The ‘new normal’ in mortgage growth

There were two new mortgage industry reports released yesterday that painted a picture of an increasingly realistic industry. Genworth released its Home Grown Report, which surveys mortgage industry attitudes and expectations for the year ahead, and Deloitte released its Australian Mortgage Report, which seeks to define conditions for the year ahead.

The Deloitte report is probably the more sober, given its semi-0objective standpoint. It predicts that 5% mortgage growth is the “new normal”:

Market, or system growth, of 5% p.a. will be a “new normal”. Together with the backdrop of an aging population moving from having a mortgage to downsizing, and households deleveraging, it will be a challenging environment for banks to achieve greater growth without taking market share from other providers.
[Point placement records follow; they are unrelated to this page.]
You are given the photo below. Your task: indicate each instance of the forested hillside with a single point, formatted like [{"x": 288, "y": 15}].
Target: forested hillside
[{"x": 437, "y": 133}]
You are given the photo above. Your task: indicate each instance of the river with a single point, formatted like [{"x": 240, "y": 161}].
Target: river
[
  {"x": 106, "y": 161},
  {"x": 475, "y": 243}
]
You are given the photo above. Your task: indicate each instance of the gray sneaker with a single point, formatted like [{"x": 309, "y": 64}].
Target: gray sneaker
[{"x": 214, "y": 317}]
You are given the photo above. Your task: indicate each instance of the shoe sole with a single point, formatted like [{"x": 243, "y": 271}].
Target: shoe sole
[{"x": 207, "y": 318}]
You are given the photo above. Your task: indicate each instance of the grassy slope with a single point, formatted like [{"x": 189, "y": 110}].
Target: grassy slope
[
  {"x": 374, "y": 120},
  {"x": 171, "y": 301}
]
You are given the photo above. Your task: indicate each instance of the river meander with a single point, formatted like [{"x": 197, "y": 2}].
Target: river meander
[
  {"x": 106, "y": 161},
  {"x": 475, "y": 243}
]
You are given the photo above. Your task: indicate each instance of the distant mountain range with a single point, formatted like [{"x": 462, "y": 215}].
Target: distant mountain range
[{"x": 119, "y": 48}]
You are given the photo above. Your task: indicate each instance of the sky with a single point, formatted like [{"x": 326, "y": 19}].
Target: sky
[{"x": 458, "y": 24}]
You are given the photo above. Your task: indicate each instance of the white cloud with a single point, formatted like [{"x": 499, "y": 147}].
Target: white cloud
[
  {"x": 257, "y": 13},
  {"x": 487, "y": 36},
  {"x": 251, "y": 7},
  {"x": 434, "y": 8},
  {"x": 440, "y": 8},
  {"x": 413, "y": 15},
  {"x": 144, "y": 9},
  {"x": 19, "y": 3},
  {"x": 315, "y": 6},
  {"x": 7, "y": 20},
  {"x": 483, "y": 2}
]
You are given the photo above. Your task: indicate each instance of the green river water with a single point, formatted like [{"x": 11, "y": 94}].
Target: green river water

Splendid! What a relief to find an industry player summarising ongoing conditions in such a realistic fashion. What Deloitte doesn’t say, though, is that 5% aggregate mortgage growth is a recession for house prices. This level of disleveraging will guarantee further house price falls, probably in the vicinity of those seen in the last year. The concern of course is that if Australia’s 1.1 million negatively geared property investors suspect this new normal, they are unlikely to sit on their hands. Still, a breath of fresh air.

The Genworth report is also quite downbeat though less so:

Lending growth slows in 2011, most lenders expect difficult year ahead with fewer first homebuyers and investors
• Majority of lenders have had some business growth over the past year, though wholesale lending has decreased
• Banks are performing the best out of the lender segments (banks, credit unions and building societies, brokers, wholesale lenders and originators).
• Lenders expect 2012 to be a difficult year, mostly due to underemployment in the market. Other factors include tight financing conditions
• For lenders who expect business growth in 2012, it’s expected to be driven by a focus on channel strategy/distribution
• Lenders say the typical borrower in 2012 is expected to be mostly refinancers, with first homebuyers (FHBs) and investors expected to drop off (affordability continues to keep FHBs out of the market). Western Australia and Queensland experience largest lending growth while South Australia/Tasmania see largest drop
• Brokers are more optimistic than lenders
• Have seen a drop in lending due to lack of borrowers, especially FHBs
• Brokers also expect refinancers to increase in 2012 and FHBs and upgraders to decrease
• Brokers have a better perception of lender service than in 2010
• Most brokers believe lenders can improve on technological innovation.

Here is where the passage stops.